What does the World Health Organization recommend for staying healthy?

Figure 2: Activity recommendations for adults (3)

Tips for meeting these recommendations:

  • If you are not already regularly active, start slowly and with low intensity activities, like walking and low impact exercises.
    • Perform exercise activities about 2-3 days/week initially and gradually work up to 5 days/week or more.
  • Start with shorter periods of activity, perhaps 5-10 minutes at a time if you have been sedentary previously.  Gradually build up to 30 continuous minutes of activity or more over the course of a few weeks.
    • Adaptation to exercise depends on the type of exercise that you are doing. (Aerobic activity and strengthening activity are somewhat different.)
    • When working on increasing aerobic capacity with activities like walking, biking, or hiking, you should start to notice some positive changes after about 2-3 weeks.
    • Strength gains typically start to be observed by about 4-6 weeks after initiating activity.
  • Here are some examples of a few exercises that do not require large spaces or equipment:
    • Aerobic exercises:
      • Walking
      • Stair climbing
      • Yoga, Pilates, or Tai Chi
      • Zumba or Dancing
    • Resistance/Strength training exercises:
      • Lifting/Carrying groceries
      • Chair squats
      • Lunges
      • Pushups/Wall Pushups
      • Sit-ups
  • Don’t wait for an injury or onset of pain before consulting a Physical Therapist about how to safely return to exercise!
    • Your physical therapist is a great resource to help you to prevent injuries and to provide education and resources on exercise prescription and the safe resumption of physical activity. 
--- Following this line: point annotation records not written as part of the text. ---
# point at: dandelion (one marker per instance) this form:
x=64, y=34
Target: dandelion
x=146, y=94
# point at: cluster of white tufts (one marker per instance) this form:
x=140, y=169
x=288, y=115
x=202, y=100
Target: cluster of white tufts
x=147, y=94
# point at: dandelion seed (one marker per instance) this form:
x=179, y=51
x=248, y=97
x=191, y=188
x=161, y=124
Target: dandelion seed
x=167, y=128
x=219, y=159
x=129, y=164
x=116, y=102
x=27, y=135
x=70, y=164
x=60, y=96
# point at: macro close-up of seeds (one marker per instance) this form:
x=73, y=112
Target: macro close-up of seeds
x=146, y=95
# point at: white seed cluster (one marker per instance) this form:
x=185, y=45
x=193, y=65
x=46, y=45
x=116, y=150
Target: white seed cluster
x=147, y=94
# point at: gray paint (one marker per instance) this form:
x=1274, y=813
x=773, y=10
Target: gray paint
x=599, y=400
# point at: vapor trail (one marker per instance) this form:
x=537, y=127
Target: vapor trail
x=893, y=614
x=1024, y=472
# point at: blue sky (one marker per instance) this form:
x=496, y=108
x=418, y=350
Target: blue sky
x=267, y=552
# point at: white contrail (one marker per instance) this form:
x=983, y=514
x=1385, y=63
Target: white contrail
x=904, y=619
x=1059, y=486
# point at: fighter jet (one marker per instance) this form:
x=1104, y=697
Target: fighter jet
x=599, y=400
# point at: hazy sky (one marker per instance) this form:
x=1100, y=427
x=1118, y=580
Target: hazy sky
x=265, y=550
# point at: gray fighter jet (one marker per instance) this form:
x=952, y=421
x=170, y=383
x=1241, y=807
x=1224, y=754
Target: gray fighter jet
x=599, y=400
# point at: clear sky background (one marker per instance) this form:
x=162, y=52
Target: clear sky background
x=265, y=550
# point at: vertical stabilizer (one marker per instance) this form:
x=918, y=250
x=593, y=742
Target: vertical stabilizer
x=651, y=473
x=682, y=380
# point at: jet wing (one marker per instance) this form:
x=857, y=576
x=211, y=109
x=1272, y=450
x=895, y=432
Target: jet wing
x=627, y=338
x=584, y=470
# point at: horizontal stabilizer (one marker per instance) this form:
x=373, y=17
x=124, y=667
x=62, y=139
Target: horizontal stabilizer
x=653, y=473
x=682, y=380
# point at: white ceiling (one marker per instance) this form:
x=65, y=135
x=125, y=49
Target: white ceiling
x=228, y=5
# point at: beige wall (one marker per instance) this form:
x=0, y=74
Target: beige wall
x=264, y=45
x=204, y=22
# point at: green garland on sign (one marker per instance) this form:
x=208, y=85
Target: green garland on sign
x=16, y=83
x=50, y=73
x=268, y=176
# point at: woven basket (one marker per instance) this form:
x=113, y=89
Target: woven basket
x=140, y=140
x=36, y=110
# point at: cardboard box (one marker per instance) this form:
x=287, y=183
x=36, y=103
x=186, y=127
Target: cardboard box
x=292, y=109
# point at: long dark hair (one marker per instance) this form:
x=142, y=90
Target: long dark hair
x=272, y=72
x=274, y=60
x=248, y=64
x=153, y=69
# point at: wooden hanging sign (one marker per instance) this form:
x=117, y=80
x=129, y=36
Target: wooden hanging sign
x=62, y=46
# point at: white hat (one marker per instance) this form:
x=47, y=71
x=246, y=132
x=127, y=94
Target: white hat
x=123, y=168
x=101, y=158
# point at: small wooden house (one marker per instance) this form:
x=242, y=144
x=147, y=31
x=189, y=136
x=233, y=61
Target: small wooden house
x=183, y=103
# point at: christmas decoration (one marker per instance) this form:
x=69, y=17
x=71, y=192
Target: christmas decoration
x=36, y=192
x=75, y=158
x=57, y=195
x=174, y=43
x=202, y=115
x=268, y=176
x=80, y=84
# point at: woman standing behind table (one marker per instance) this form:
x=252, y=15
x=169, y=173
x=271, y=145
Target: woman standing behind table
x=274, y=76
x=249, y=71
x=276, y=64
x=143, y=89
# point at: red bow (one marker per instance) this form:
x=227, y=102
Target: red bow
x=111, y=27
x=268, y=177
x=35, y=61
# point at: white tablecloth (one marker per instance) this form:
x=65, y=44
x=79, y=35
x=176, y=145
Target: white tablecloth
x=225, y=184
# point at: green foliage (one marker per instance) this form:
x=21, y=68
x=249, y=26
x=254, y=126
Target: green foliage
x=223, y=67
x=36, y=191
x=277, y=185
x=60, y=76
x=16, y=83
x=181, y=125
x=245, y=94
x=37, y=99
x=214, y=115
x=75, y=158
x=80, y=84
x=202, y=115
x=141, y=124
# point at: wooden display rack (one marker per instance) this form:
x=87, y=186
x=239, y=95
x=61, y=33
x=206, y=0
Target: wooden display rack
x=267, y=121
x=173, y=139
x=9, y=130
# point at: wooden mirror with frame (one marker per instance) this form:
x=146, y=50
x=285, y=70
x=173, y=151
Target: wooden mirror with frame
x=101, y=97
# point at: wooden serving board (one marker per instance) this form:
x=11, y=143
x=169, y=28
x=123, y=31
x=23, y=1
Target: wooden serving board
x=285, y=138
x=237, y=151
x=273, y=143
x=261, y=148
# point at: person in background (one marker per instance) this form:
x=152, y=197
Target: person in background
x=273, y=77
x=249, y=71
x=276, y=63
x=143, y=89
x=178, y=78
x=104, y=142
  1. Woods JA, Hutchinson NT, Powers SK, et al. The COVID-19 pandemic and physical activity. Sports Medicine and Health Science. 2020;2(2):55-64.
  2. Meyer J, McDowell C, Lansing J, et al. Changes in Physical Activity and Sedentary Behavior in Response to COVID-19 and Their Associations with Mental Health in 3052 US Adults. Int J Environ Res Public Health. 2020;17(18).
  3. Health matters: getting every adult active every day. Public Health England. Published July 19, 2016. Accessed October 13, 2021.
  4. Puccinelli PJ, da Costa TS, Seffrin A, et al. Reduced level of physical activity during COVID-19 pandemic is associated with depression and anxiety levels: an internet-based survey. BMC Public Health. 2021;21(1):425.
  5. Sallis R, Young DR, Tartof SY, et al. Physical inactivity is associated with a higher risk for severe COVID-19 outcomes: a study in 48 440 adult patients. British Journal of Sports Medicine. 2021;55(19):1099-1105.
  6. Peçanha T, Goessler KF, Roschel H, Gualano B. Social isolation during the COVID-19 pandemic can increase physical inactivity and the global burden of cardiovascular disease. Am J Physiol Heart Circ Physiol. 2020;318(6):H1441-h1446.